Para que se dé el milagro que siempre constituye la emergencia de la filosofía se requieren dos condiciones: que se produzca un radical distanciamiento respecto a la obviedad; y que se elija un contrincante de entidad y valía semejante a la del que se mide con él. La mejor prueba de que un escrito no es filosófico se halla en la transigencia con lo obvio, y en el uso de un adversario de nula entidad y solvencia. La jibarización del enemigo es la más segura prueba de que un discurso no pretende ponerse a prueba. Y una filosofía que no acepta ese envite no puede justificarse como tal.

La grandeza de La República de Platón puede advertirse ya desde su primer libro. En él se plantea la cuestión crucial que atraviesa el diálogo de parte a parte: la justicia. Pero en lugar de examinar en positivo este difícil asunto, Platón deja que irrumpa un enemigo de avasalladora vitalidad que genera dificultades casi insuperables en su adversario (Sócrates).

No se plantea a través del joven Trasímaco la esencia de la justicia sino algo mucho más inquietante. El terrible personaje irrumpe en la escena desestimando cualquier pretensión de acceso al tema del diálogo. Nada le importa la esencia ni la idea de justicia. Nada quiere saber de esencia, idea o sustancia. Sencillamente advierte que lo que importa es, frente a esas morosas aproximaciones dialécticas propias del eterno Sócrates, aceptar un veredicto que todo el mundo secretamente asume pese a contradecir cualquier amago de obviedad; y que pocos están dispuestos a contradecir, aunque nadie se atreva a confesar.

Trasímaco señala que lo importante no es saber qué es la justicia (con el fin de ejercerla y practicarla). Lo que verdaderamente importa (a la inmensa mayoría) es alcanzar un comportamiento que, pese a ser en su raíz profundamente injusto, pueda presentarse ante la opinión pública con el atributo de lo justo y conveniente.

Todo el diálogo consistirá en la paciente refutación de este listón en que coloca Trasímaco la cuestión de la justicia. Un mérito grande de esta obra radica en ese inquietante comienzo. No se plantea en positivo lo que la justicia pueda ser. Se plantea lo que la mayoría tiende a asumir en su práctica (aunque no en las coartadas morales con que ésta suele recubrirse). El diálogo cobra solvencia al sobreponerse a esa prueba.

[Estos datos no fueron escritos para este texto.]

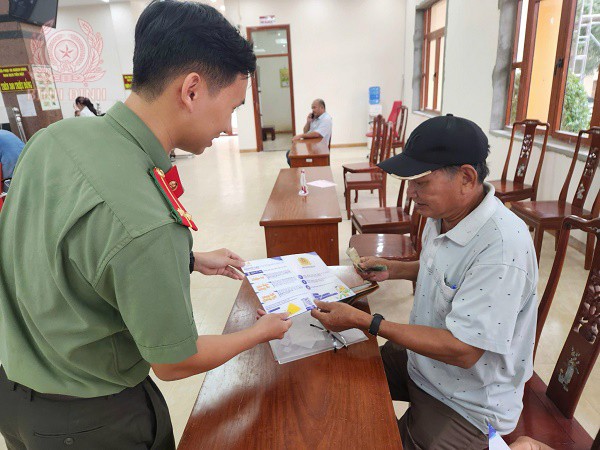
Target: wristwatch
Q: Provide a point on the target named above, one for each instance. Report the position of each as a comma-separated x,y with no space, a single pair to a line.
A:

Para lo cual Platón arbitra el conocido expediente de examinar esa virtud, la justicia, en el contexto aumentado en el cual su incidencia en el ánimo puede advertirse: el que la revela en la ciudad. Platón edifica, para el caso, una ciudad; y la construye con el más legítimo y frágil de los medios: la bella escritura. Kalípolis será el fruto de una escritura que discurre en forma de diálogo. En esa ciudad podrá hallarse, en la armonía musical (y medicinal) entre sus segmentos sociales, y sus correspondientes potencias anímicas, y excelencias éticas, lo que por justicia pueda entenderse.

Sin que esa investigación se de así por cancelada, el diálogo culmina con la búsqueda de un fundamento para la propuesta conseguida. Acontece en el libro sexto, en el cual se indaga en el Bien (comparable al sol) ese principio sin condiciones. Y una vez se ha vislumbrado ese ámbito de la suprema de las ideas se le impone a Sócrates un descenso a la realidad terrenal de la que originariamente se partió.

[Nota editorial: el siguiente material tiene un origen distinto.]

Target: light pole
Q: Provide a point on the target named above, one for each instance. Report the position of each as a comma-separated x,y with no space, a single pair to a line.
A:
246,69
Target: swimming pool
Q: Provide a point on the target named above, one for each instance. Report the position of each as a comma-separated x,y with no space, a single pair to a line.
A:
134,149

Insiste en el diálogo el doble plano de toda inauguración ciudadana: el celeste, en que el augur (Sócrates) contempla el cielo, y los meridianos en los cuales circula y ronda el sol en su despliegue de ideas, y el plano terrenal en el cual lo contemplado se proyecta.

Esa contemplación, o ‘cumtemplatio’, traza el cruce de dichas ideas, todas ellas gobernadas o presididas por la idea suprema (el Bien o el Sol). Ahora se trata de proyectar ese mundo ideal sobre la ciudad real. O de proponer, como en el viejo rito grecolatino de la inauguratio de la ciudad, que era de hecho un rito cosmológico y cosmogónico como el que Platón remachará en su cosmología en el Timeo, una caracterización de la ciudad que se nos ofrece en la experiencia.

Y es entonces cuando se produce el más hermoso golpe de efecto estético y gnoseológico de toda la historia de la filosofía (y de la literatura). Lo que se apercibe es un mundo cavernoso, en claroscuro y penumbra, en el que, como en una sala de cinematógrafo avant la lettre, o al modo de ese proyector de cine que acontece en nuestra existencia durmiente, asistimos, sin remisión, encadenados a la visión de lo que delante de nosotros se proyecta, a una sucesión de imágenes a las que asignamos el fuste de la realidad, siendo como son puras sombras chinescas proyectadas ante nuestros ojos alucinados. La vida misma, tal como la percibimos, posee ese ambiguo estatuto de las imágenes oníricas, sin quizás el regusto oracular de verdad escondida que el sueño real posee.

Y la liberación sólo puede producirse a través de la educación. La política se asimila a la ardua tarea de educación, o paideia, que permitiría al prisionero librarse de las cadenas que le condenan a mirar siempre de frente, de manera que pudiese iniciar un dificultoso giro hacia los objetos que sobre la oscura pared se proyectan, dejando un saldo de sombra y claroscuro como único cómputo aceptable de realidad.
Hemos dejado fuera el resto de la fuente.